One last point, it was never the “Vietnam War.” As noted above, the U.S. War in Vietnam was an imperialist attempt to continue the colonial benefits from that land and its people. Ken Burns, in an effort to show the agony of war, continued this misnomer with his mislabeled documentary, The Vietnam War.

Of course woven in with the persistent anticommunism of many politicians and the racist stereotype of a people who don’t matter, you have the perfect storm the Vietnamese and we experienced.

BTW – Consider the review of Burn’s documentary on the next page from Mr. Roskin’s column on “The Persistence of Vietnam.” It was a reprint from The Washington Post. That’s the same newspaper owned by Amazon’s Jeff Bezos.

Also, in 2015, billionaire Mexican Carlos Slim became the top New York Times stockholder, with a 17% ownership of the company valued at $300 million. As with Amazon’s Bezos, it’s a plaything, and power, with Slim. His net worth according to Forbes, as of July 2017, is 67.9 billion.

My previous point about The Free Press was its ownership being another example of concentrated ownership over many papers with big bucks having controlling interest. It goes in spades for these national papers with international distributions.

Recent ominous statements by the U.S. President about North Korea and Venezuela, along with a compliant press in various and different ways, spell trouble for the USA and the world.

How do we begin finding our way out of all this? One part of a beginning to answer this question is by tackling Myth II – “There are no leaders.”

Here’s a short list of grassroots leaders, and their organizations, with local, national, and international reach.

  • Henry Lowendorf is chairman of the Greater New Haven Peace Council, New Haven, Connecticut. As a member of the Executive Board of the U.S. Peace Council, he led a fact-finding mission to Syria in 2016.


  • Naomi Kline is an internationally recognized leader of peace, environmental, and social justice movements. She was an organizer of the massive climate march in NYC, 2014. Her latest books include This Changes Everything and No Is Not Enough.

Alicia Garza, Patrisse Cullors, and Opal Tometi, Black Lives Matter Movement. They lead struggles against violence and systemic racism.

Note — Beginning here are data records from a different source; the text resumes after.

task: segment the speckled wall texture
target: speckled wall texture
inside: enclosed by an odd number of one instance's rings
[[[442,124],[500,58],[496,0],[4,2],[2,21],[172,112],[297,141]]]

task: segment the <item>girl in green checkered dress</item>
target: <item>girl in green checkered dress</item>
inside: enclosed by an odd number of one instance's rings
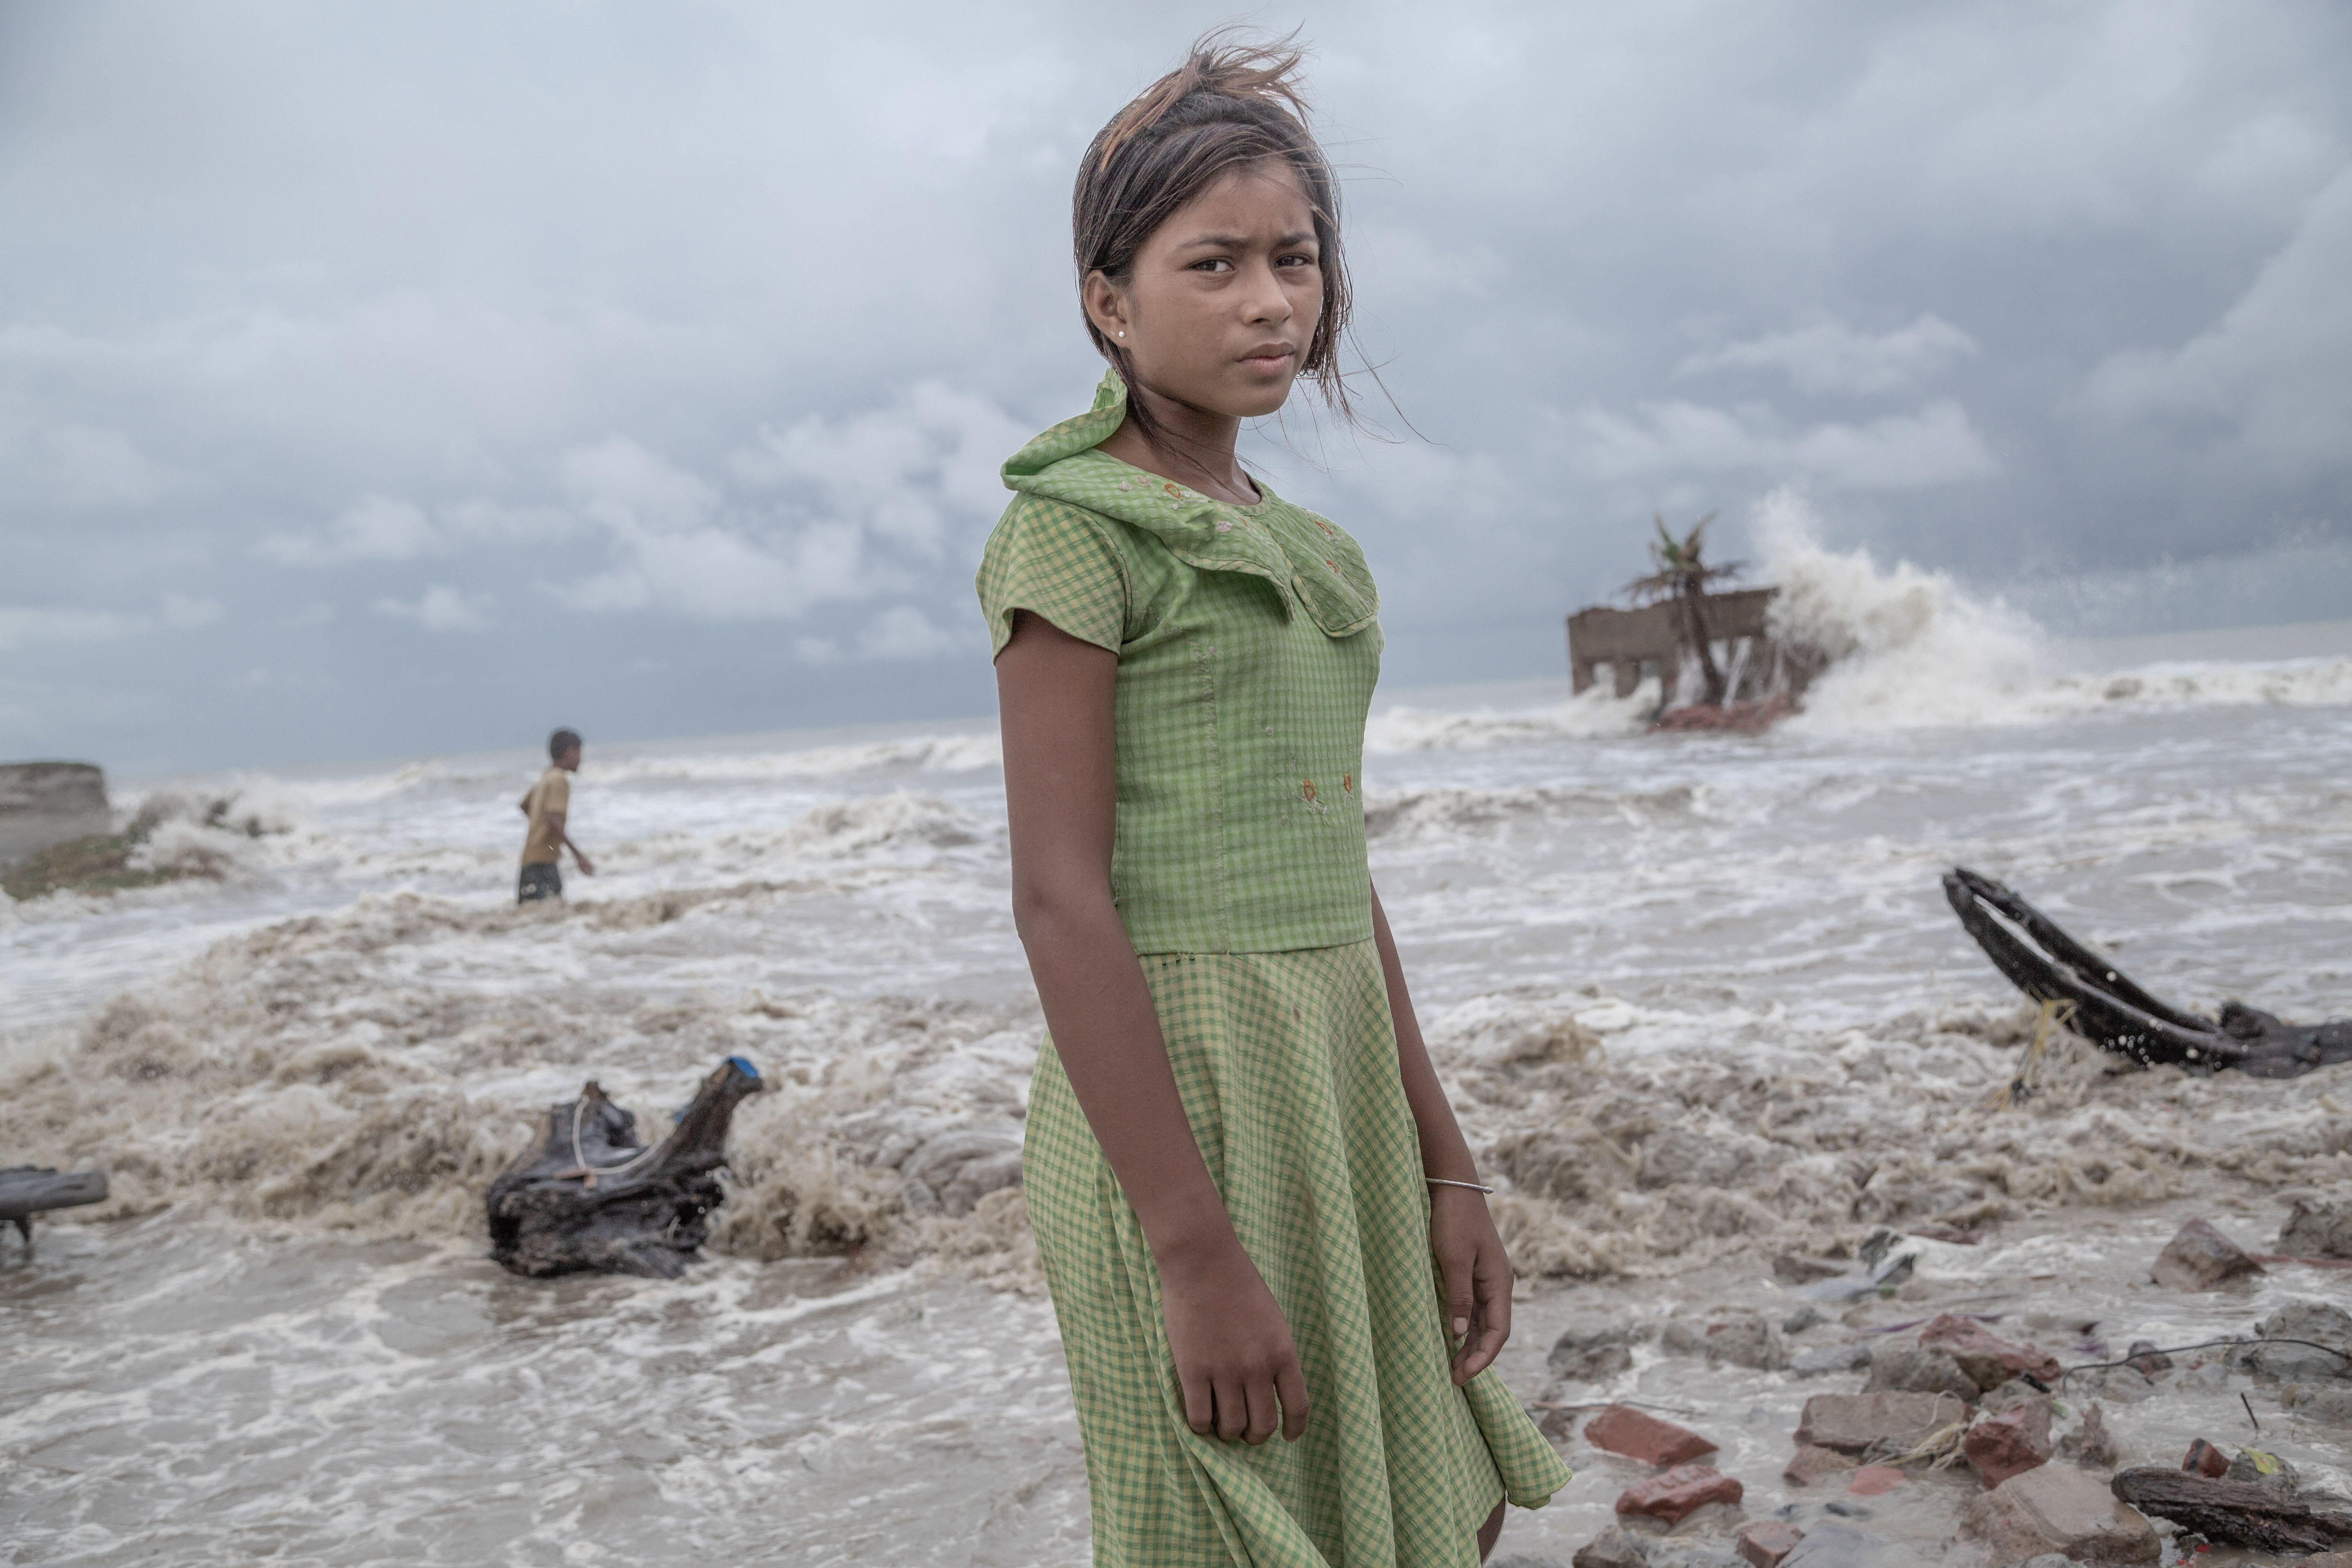
[[[1302,374],[1346,410],[1297,65],[1213,37],[1087,149],[1111,369],[1004,465],[980,569],[1104,1568],[1474,1568],[1568,1479],[1489,1370],[1510,1265],[1365,868],[1371,576],[1234,458]]]

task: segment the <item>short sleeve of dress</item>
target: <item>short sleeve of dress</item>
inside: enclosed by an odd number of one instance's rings
[[[989,657],[1004,651],[1015,611],[1043,616],[1097,647],[1126,640],[1127,574],[1110,525],[1084,508],[1022,496],[1007,507],[980,558]]]

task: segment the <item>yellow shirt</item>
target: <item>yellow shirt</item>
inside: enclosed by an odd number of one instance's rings
[[[572,809],[572,775],[551,765],[530,786],[530,793],[522,797],[522,806],[530,814],[530,836],[523,840],[522,863],[554,865],[555,852],[563,847],[563,837],[548,818]]]

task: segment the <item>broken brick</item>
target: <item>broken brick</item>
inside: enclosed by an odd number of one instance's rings
[[[1782,1519],[1759,1519],[1739,1532],[1739,1555],[1756,1568],[1780,1568],[1780,1559],[1797,1549],[1804,1532]]]
[[[2050,1456],[2057,1451],[2050,1440],[2050,1414],[2048,1400],[2032,1399],[1999,1415],[1988,1415],[1969,1428],[1960,1447],[1977,1474],[1984,1478],[1988,1490],[2011,1476],[2050,1462]]]
[[[1809,1487],[1827,1477],[1844,1475],[1853,1468],[1853,1460],[1835,1448],[1808,1443],[1790,1458],[1789,1468],[1780,1472],[1780,1479],[1792,1486]]]
[[[1630,1405],[1612,1405],[1587,1421],[1584,1440],[1645,1465],[1686,1465],[1715,1452],[1715,1445],[1697,1433]]]
[[[2029,1373],[2043,1383],[2056,1383],[2066,1371],[2056,1356],[2032,1345],[2011,1344],[1974,1319],[1950,1312],[1921,1329],[1919,1342],[1948,1353],[1987,1393],[2012,1377]]]
[[[1744,1495],[1746,1490],[1736,1478],[1712,1465],[1676,1465],[1627,1487],[1617,1500],[1617,1511],[1680,1524],[1711,1502],[1738,1502]]]

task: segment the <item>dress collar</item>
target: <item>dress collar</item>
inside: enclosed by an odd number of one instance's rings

–   Bruce Gagnon is Secretary & Coordinator of The Global Network Against Weapons & Nuclear Power in Space. He has led peace delegations to Hiroshima, Japan and Jeju, South Korea. He leads continuous protests in front of the Bath Iron Works, Bath, Maine, as they produce the Aegis destroyers.

Bruce Gagnon’s blog:

If you don’t know these peace and social justice leaders, look no further than the so-called free press. The media works overtime to keep these organizations, their actions, and their leaders out of the news.

Now it’s your turn. Join one or more of the above groups. Spread the word. The groups, leaders, and leadership are there. Are you willing to participate?